Dubai continues to enjoy strong growth in international tourist arrivals, stimulated by demand from Asia, neighbouring countries of the Gulf as well as Russia. A trend which should continue in 2017.
Times should have been more difficult for the Emirate in recent years due to the instability in the region, rising Islamist terrorism – which discourages some travellers to spend holiday in the Middle East, and the destination becomes less financially attractive as the local currency is pegged to a rising dollar.
However, these negative elements did not seem to play a role in the evolution of the Emirate’s tourism. From January to November 2016 (latest available data), Dubai welcomed 13.34 million foreign travellers, up by 3.9% over the same period of 2015.
Asian travellers grew the most from January to November 2016 with the strongest growth rates recorded for the Philippines (up by 19%), Pakistan (up to 18%), China PRC (+15%) and India (+11%). The latter is now Dubai largest source market at 1.59 million travellers followed by Saudi Arabia with 1.53 million arrivals (+7%). The two other Dubai inbound markets generating over a million travellers a year are the UK (+4%) and Oman (+10%).

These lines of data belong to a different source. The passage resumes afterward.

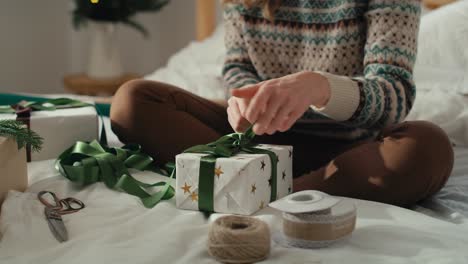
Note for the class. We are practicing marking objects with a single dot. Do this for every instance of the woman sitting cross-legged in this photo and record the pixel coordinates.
(331, 78)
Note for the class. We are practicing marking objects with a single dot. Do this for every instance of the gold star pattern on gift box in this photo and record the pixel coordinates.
(218, 171)
(254, 188)
(194, 196)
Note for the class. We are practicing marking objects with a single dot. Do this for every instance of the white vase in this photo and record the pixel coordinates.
(104, 60)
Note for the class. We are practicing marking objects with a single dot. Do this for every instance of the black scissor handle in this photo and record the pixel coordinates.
(45, 202)
(71, 205)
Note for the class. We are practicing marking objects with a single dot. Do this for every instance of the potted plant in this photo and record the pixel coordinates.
(101, 16)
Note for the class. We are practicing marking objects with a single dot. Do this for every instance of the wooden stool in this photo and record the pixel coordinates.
(84, 85)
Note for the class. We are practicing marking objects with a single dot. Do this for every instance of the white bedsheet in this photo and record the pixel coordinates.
(115, 228)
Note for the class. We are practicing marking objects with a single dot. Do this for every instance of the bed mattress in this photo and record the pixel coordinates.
(116, 228)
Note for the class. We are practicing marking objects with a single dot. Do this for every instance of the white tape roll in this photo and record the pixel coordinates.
(317, 222)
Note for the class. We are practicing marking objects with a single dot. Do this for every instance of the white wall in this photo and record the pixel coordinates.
(38, 45)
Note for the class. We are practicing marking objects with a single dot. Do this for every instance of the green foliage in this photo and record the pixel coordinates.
(23, 136)
(115, 11)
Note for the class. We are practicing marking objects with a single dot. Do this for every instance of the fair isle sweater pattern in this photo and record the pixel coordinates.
(366, 49)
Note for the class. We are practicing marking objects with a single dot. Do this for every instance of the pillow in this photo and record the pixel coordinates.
(197, 67)
(442, 61)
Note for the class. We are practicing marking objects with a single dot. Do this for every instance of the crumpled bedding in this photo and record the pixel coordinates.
(115, 228)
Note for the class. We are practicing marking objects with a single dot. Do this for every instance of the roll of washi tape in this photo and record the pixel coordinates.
(313, 219)
(239, 239)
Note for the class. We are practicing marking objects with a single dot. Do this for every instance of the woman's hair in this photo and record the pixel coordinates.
(269, 6)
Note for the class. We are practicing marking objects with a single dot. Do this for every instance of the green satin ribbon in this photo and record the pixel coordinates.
(88, 163)
(225, 147)
(48, 105)
(52, 105)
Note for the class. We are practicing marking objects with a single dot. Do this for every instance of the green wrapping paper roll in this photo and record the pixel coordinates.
(88, 163)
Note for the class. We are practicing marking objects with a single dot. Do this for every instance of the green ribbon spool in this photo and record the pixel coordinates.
(225, 147)
(88, 163)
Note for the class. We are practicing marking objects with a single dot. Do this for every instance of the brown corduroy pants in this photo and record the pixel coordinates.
(409, 162)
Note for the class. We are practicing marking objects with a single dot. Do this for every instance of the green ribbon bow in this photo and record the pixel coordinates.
(227, 146)
(52, 105)
(48, 105)
(87, 163)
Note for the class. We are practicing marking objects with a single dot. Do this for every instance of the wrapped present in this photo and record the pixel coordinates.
(233, 175)
(13, 169)
(60, 122)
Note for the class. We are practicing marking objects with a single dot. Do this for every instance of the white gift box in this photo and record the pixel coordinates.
(61, 128)
(241, 184)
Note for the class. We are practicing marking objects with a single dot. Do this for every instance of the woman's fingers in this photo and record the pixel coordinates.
(245, 92)
(238, 123)
(258, 104)
(292, 118)
(280, 118)
(263, 124)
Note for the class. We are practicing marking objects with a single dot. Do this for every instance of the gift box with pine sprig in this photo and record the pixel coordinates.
(233, 175)
(14, 138)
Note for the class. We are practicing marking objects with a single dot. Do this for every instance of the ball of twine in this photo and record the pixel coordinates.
(238, 239)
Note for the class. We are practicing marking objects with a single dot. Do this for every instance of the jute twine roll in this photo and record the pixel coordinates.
(238, 239)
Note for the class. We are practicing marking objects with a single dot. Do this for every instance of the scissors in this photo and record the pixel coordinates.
(54, 210)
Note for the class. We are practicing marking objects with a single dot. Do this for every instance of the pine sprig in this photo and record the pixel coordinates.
(23, 136)
(114, 11)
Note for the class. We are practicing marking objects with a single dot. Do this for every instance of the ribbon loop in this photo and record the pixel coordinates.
(88, 163)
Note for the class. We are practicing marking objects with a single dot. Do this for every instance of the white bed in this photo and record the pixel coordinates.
(116, 228)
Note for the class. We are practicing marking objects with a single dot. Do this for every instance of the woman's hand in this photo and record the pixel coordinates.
(276, 104)
(236, 109)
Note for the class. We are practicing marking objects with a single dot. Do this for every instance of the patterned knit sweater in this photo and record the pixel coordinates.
(366, 49)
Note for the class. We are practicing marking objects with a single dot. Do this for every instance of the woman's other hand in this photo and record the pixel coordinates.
(236, 109)
(276, 104)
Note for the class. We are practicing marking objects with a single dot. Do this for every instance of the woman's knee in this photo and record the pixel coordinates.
(425, 159)
(132, 103)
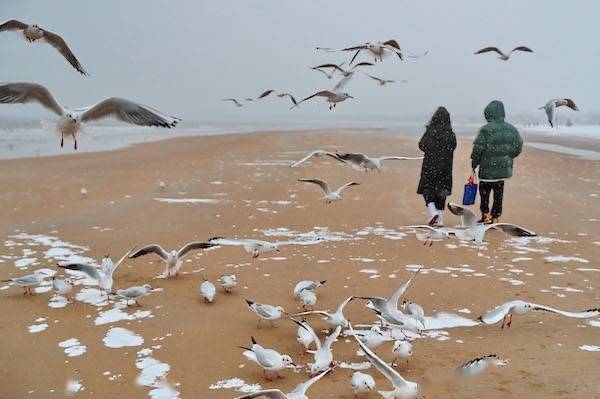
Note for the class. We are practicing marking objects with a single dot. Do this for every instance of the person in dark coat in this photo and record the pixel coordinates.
(438, 143)
(497, 144)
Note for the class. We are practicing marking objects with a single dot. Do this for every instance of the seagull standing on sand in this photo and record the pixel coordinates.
(266, 312)
(332, 96)
(269, 359)
(330, 196)
(504, 56)
(228, 282)
(316, 154)
(334, 319)
(62, 287)
(134, 293)
(506, 311)
(298, 393)
(208, 291)
(362, 383)
(255, 247)
(364, 162)
(31, 33)
(104, 275)
(173, 260)
(474, 231)
(323, 357)
(71, 119)
(28, 281)
(550, 108)
(403, 389)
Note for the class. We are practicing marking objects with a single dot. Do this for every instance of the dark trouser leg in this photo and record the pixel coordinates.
(498, 196)
(484, 195)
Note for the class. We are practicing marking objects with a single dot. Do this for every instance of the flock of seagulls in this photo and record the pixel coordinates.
(399, 323)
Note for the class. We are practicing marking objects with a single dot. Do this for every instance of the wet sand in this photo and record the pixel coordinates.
(364, 251)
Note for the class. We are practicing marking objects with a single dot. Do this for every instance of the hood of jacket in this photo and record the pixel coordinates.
(494, 112)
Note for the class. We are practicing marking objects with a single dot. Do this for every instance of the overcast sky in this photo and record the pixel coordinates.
(184, 56)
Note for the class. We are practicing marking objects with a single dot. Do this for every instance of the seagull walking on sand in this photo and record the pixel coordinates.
(332, 96)
(362, 383)
(173, 260)
(208, 291)
(33, 32)
(62, 287)
(403, 389)
(316, 154)
(505, 312)
(269, 359)
(134, 293)
(550, 108)
(104, 275)
(334, 319)
(330, 196)
(266, 312)
(479, 364)
(71, 119)
(475, 231)
(360, 161)
(28, 281)
(298, 393)
(228, 282)
(504, 56)
(255, 247)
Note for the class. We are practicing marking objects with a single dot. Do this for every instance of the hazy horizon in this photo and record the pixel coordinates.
(184, 58)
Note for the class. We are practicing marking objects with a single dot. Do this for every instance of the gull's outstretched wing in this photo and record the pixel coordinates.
(148, 249)
(129, 112)
(59, 44)
(23, 93)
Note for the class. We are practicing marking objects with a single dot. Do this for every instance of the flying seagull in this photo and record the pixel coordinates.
(330, 196)
(506, 310)
(474, 231)
(501, 55)
(551, 106)
(173, 260)
(332, 96)
(233, 100)
(71, 119)
(316, 154)
(364, 162)
(403, 389)
(31, 33)
(338, 68)
(298, 393)
(104, 275)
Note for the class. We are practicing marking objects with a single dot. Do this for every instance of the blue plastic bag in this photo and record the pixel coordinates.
(470, 193)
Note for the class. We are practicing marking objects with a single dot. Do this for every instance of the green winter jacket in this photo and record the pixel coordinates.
(496, 145)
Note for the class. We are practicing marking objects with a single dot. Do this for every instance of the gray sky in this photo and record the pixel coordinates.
(183, 56)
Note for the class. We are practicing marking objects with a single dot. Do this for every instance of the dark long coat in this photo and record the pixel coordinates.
(438, 143)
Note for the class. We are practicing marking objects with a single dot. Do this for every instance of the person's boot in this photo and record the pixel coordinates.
(486, 218)
(433, 213)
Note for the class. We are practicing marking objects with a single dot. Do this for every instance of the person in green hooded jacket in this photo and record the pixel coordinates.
(494, 149)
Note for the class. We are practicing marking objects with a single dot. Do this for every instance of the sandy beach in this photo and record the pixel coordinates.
(241, 186)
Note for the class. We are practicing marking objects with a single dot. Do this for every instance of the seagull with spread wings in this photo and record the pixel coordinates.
(505, 312)
(104, 275)
(403, 389)
(474, 231)
(173, 260)
(330, 196)
(504, 56)
(550, 108)
(32, 32)
(71, 119)
(364, 162)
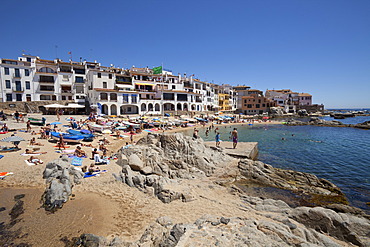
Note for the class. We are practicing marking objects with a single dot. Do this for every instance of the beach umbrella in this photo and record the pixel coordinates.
(12, 139)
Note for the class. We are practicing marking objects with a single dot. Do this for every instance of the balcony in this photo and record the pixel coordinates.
(18, 89)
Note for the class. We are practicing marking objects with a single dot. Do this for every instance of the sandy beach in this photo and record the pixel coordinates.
(100, 205)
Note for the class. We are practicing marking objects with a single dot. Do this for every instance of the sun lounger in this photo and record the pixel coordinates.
(77, 161)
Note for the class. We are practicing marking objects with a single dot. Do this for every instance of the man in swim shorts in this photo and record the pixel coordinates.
(234, 135)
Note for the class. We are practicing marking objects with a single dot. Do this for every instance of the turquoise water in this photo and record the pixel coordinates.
(340, 155)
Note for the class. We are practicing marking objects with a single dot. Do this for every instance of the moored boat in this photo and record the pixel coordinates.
(37, 121)
(67, 137)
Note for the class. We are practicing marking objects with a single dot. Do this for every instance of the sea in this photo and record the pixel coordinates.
(338, 154)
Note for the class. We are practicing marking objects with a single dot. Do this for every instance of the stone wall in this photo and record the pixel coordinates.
(29, 106)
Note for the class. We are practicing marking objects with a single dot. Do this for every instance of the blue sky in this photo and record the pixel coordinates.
(317, 46)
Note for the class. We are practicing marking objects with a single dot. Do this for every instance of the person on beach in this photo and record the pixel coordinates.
(28, 126)
(16, 116)
(218, 140)
(195, 133)
(34, 160)
(234, 135)
(61, 142)
(27, 151)
(33, 142)
(5, 128)
(79, 152)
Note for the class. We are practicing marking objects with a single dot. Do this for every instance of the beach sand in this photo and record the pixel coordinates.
(101, 205)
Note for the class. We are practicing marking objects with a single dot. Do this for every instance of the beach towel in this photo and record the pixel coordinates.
(29, 163)
(87, 175)
(4, 174)
(74, 156)
(77, 161)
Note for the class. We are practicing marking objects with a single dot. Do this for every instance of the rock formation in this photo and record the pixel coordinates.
(260, 173)
(60, 177)
(154, 164)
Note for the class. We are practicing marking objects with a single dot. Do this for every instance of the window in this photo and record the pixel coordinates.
(134, 98)
(18, 97)
(80, 71)
(79, 79)
(7, 84)
(9, 97)
(46, 88)
(125, 98)
(17, 73)
(45, 97)
(103, 96)
(46, 70)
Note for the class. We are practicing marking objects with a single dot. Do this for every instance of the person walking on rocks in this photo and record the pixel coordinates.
(16, 116)
(234, 135)
(218, 140)
(28, 125)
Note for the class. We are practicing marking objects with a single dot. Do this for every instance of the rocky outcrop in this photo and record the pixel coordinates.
(209, 230)
(364, 125)
(260, 173)
(342, 226)
(154, 164)
(60, 177)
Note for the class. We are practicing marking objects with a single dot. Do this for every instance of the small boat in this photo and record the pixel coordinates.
(99, 128)
(87, 134)
(36, 121)
(7, 150)
(67, 137)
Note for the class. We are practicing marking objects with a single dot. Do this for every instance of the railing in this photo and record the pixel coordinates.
(18, 89)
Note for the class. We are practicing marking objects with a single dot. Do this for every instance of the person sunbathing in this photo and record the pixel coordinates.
(33, 152)
(34, 160)
(34, 143)
(79, 152)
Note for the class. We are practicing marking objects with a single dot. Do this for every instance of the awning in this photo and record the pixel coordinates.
(144, 84)
(73, 105)
(54, 106)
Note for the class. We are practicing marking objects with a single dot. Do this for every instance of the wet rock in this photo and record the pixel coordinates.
(158, 158)
(60, 177)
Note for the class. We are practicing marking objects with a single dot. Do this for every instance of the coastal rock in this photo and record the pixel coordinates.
(60, 177)
(299, 182)
(364, 125)
(158, 160)
(344, 227)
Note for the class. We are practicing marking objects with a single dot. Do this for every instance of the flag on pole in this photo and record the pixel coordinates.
(157, 70)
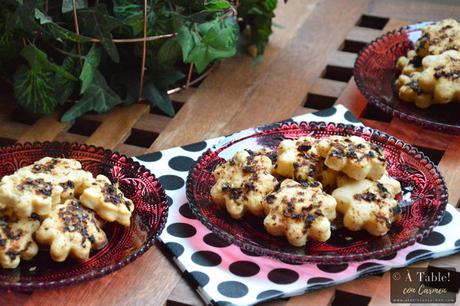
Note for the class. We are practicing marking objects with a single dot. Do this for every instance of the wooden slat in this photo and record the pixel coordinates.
(328, 88)
(13, 130)
(342, 59)
(46, 128)
(117, 126)
(365, 35)
(152, 122)
(184, 293)
(183, 95)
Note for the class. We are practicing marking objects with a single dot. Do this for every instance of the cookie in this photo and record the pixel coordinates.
(301, 212)
(242, 182)
(441, 76)
(409, 90)
(438, 38)
(409, 63)
(354, 156)
(67, 173)
(367, 204)
(107, 201)
(16, 241)
(71, 230)
(298, 159)
(25, 195)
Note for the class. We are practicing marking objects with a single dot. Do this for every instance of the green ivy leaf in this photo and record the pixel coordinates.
(169, 53)
(92, 60)
(33, 88)
(64, 87)
(158, 98)
(133, 15)
(38, 58)
(98, 97)
(96, 20)
(208, 42)
(67, 5)
(217, 5)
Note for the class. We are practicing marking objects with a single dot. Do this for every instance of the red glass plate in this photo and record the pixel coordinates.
(422, 202)
(124, 244)
(375, 74)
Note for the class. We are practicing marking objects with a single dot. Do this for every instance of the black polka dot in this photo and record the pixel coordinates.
(350, 117)
(201, 278)
(389, 256)
(212, 240)
(186, 211)
(333, 268)
(171, 182)
(232, 289)
(181, 163)
(249, 253)
(434, 238)
(181, 230)
(244, 268)
(195, 147)
(269, 294)
(292, 263)
(326, 112)
(169, 200)
(283, 276)
(175, 248)
(319, 280)
(150, 157)
(369, 266)
(420, 254)
(206, 258)
(446, 218)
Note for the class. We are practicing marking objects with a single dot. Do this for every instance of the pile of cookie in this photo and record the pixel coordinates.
(300, 187)
(57, 204)
(430, 74)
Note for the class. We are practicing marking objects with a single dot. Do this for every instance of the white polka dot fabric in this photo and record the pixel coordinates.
(223, 274)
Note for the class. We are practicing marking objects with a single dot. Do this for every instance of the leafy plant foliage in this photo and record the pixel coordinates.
(49, 63)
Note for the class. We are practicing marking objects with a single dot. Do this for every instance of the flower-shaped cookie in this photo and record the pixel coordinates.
(410, 91)
(300, 212)
(439, 37)
(25, 195)
(16, 241)
(441, 76)
(353, 156)
(298, 159)
(107, 201)
(367, 204)
(242, 183)
(67, 173)
(409, 63)
(71, 230)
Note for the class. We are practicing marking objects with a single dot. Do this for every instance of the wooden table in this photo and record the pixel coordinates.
(307, 67)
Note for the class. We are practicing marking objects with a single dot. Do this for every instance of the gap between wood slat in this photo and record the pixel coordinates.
(46, 128)
(365, 35)
(117, 126)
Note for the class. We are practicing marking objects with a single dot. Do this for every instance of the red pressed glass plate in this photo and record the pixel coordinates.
(422, 202)
(375, 74)
(124, 244)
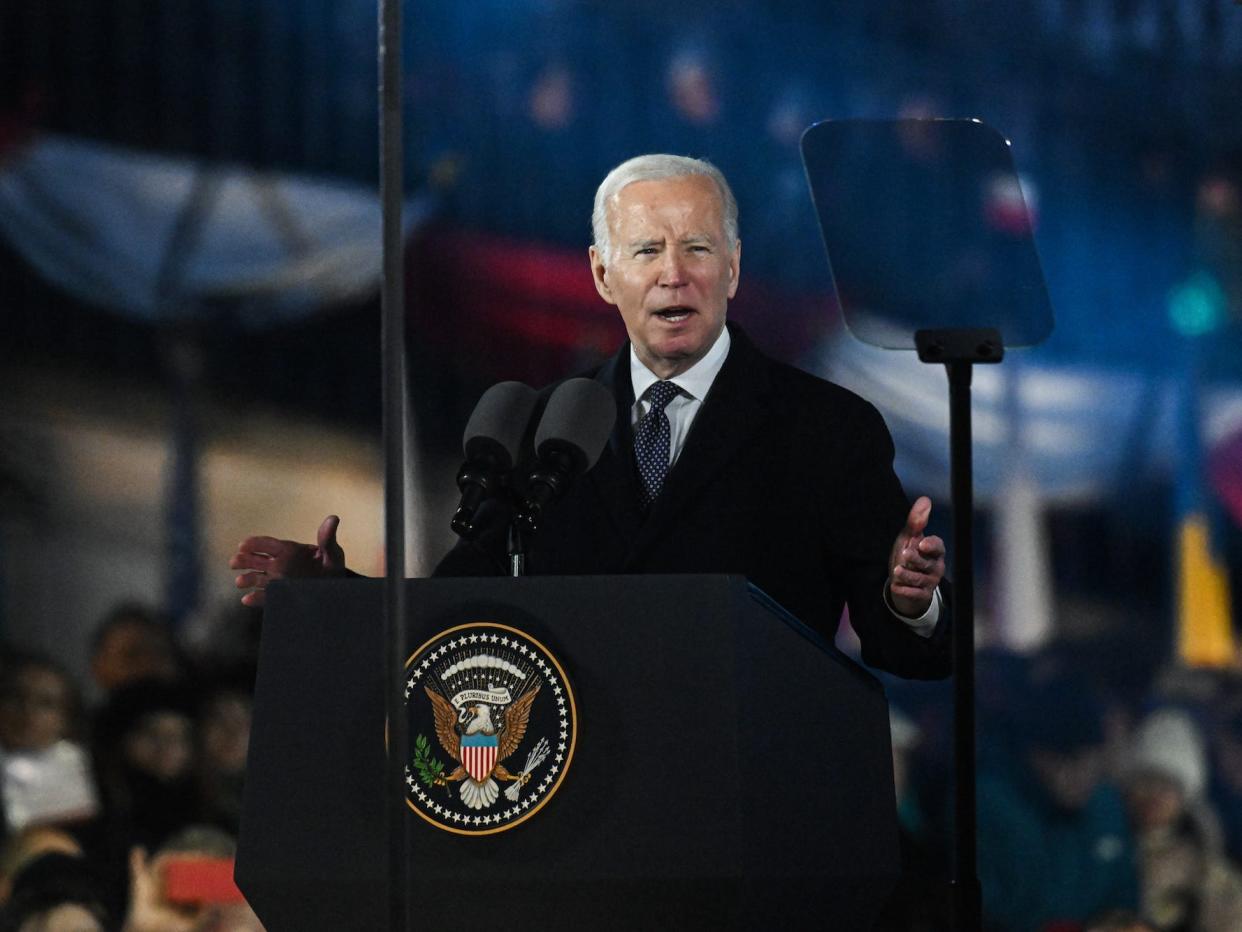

However, tourist arrivals decreased in countries such as Germany and the United States (-1% for both), Egypt (-5%), Australia (-12%), Jordan (-13%) and Nigeria (-17%), the worst performing market over the first 11 months of 2016.
Average length of stay remains flat at 3.6 nights compared to 3.7 nights a year earlier.
A good evolution is the decrease in hotel rates thanks to a competitive hotel market. According to data from Dubai Corporation of Tourism & Commerce Marketing, the average room rate in the first 11 months of 2016 reached AED503 (US$137) compared to AED562 (US$153) for the same period of 2015.
Dubai represents 70% of all hotel capacities in the UAE with 101,502 rooms at the end of November 2016. The Emirate is now looking at favouring the construction of budget and middle-class hotels to respond to demand from emerging markets such as China, India or Pakistan.
Dubai represents some 70% of all hotel capacities in the United Arab Emirates with a total of 676 establishments – offering for the first time over 100,000 rooms in supply for the year. Occupancy stood at 78%, one point more than in 2015. December – which generally generates the highest occupancy rates in year – should help lifting the results of the hotel industry for the entire year 2016.
According to a report of consulting cabinet SRT, Dubai hotels reported a 9.1% demand growth for the last month of the year. The occupancy reached on average 79.1% with three consecutive days at over 90% while rates rocketed at AED824.58 (US$224.50), still down by 8% compared to the same period of last year. December 2016 turned to be the best performing month since 2011.
Over the years to come, hotel rates should grow moderately as supply continues to grow on average by 5% to 6% a year. With Dubai hosting the World Expo in 2020 and having a target of 20 million travellers by 2020, the focus for hotel development will be on economy and midscale hotels. Earlier last year, Dubai introduced tax incentives for budget hotels. They are running until the end of 2017, according to authorities.
Dubai Tourism’s hope is to be able to attract new emerging markets from Asia as well as mid-class travellers from China and India. In that sense, Dubai is following the steps of iconic but artificially created tourism destinations such as Las Vegas or Phoenix in the United States or Pattaya in Thailand. One to three-star hotels represented 267 hotels with 21,951 rooms, or 21% of the total capacity during the first eleven months of 2016. Additionally, Dubai offers 139 standard hotel apartments offering another 15% of all capacities.
Dubai evolution is likely to spill over the entire region with Abu Dhabi, Oman or Fujairah likely to open more to mid-class travellers. At the end of November, there were 97 hotels offering 26,889 rooms in construction in the United Arab Emirates while Qatar sees the construction of 36 new hotels with 8,748 additional rooms.